Ligand Field Theory of Ni(II) Complexes. II. Electronic Spectra and Structure of Some Paramagnetic Chelates

Abstract

An assignment of the observed absorption spectra is made for each of six paramagnetic Ni(II) chelates studied, based on the energy levels calculated for the Ni(II) ion from an electrostatic model of the complex. The best assignments, in each case, give reasonably good qualitative and quantitative agreement, explaining the number and relative intensities of the triplet‐triplet and triplet‐singlet transitions and giving maximum error of 30% when compared with the observed positions of maximum intensity. The consistency and relative significance of the values of the effective dipole moments used for the different coordinating oxygen and nitrogen atoms is demonstrated in several specific assignments. For the chelates of unknown structure and coordination, a comparison of various possible assignments enables structural predictions, while the chelates of known structures are given reasonable assignments with their appropriate configurations.
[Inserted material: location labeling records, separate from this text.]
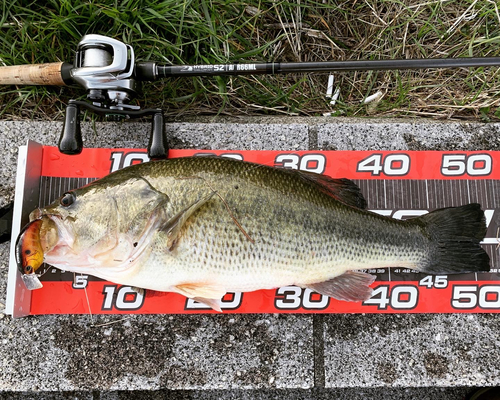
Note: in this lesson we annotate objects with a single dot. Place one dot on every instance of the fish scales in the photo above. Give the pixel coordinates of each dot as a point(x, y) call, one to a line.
point(204, 226)
point(293, 227)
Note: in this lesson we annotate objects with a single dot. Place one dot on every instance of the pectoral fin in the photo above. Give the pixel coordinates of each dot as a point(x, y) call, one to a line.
point(350, 286)
point(173, 226)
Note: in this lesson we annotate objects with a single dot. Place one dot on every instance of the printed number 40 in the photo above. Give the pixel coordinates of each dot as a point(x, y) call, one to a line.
point(461, 164)
point(391, 165)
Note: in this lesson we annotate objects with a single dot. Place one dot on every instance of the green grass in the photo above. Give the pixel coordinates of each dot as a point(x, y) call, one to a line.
point(219, 31)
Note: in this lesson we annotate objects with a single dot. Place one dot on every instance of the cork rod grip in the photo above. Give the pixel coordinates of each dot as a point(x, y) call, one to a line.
point(35, 74)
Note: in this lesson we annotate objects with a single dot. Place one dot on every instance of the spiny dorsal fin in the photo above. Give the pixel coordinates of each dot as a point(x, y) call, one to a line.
point(341, 189)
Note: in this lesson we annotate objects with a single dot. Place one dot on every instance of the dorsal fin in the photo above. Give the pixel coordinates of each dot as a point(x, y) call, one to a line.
point(341, 189)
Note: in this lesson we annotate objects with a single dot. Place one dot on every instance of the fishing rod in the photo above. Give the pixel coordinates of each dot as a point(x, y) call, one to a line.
point(107, 69)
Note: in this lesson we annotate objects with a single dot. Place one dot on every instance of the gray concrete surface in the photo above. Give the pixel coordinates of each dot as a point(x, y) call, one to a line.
point(249, 356)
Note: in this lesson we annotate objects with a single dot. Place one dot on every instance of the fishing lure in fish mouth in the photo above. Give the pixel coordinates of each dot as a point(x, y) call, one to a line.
point(35, 238)
point(29, 253)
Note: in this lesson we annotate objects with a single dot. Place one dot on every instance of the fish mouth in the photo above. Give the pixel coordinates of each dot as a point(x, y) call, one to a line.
point(35, 238)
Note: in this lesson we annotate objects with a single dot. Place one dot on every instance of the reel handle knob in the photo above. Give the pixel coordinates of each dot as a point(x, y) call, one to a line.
point(157, 147)
point(71, 141)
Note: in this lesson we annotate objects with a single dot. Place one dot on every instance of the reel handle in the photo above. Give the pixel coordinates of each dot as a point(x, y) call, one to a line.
point(71, 141)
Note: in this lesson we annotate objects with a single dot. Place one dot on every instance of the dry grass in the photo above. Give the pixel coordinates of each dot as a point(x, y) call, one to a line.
point(225, 31)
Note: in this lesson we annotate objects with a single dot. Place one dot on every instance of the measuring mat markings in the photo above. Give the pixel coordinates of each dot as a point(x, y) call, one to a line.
point(202, 227)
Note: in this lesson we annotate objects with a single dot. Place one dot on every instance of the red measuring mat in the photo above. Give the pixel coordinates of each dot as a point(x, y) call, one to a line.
point(400, 184)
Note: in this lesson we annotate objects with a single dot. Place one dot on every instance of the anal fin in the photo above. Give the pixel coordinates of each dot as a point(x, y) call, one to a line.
point(212, 303)
point(203, 293)
point(350, 286)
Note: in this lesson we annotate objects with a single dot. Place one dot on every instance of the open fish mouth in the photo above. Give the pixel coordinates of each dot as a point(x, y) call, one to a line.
point(30, 246)
point(29, 253)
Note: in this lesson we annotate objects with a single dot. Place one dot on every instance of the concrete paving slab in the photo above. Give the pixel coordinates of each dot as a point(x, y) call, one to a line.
point(411, 350)
point(454, 353)
point(297, 394)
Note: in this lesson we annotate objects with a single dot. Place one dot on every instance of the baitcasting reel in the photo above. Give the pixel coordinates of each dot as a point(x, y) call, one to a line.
point(105, 67)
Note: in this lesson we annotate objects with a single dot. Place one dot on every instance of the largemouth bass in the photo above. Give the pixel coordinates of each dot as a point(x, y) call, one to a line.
point(205, 226)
The sensitivity of the assignments to the assumed structures allowed the general conclusion to be drawn that significantly better results are obtained if unequal effective dipole moments of different ligands are used, rather than one average value. For example, all six coordinated chelates with mixed ligands were given better assignments in tetragonal or trans‐planar symmetry than octahedral symmetry. It is felt that this study demonstrates the scope of the electrostatic model of the complex ion and justifies its use to explain and predict properties of the complex molecule associated with the central ion.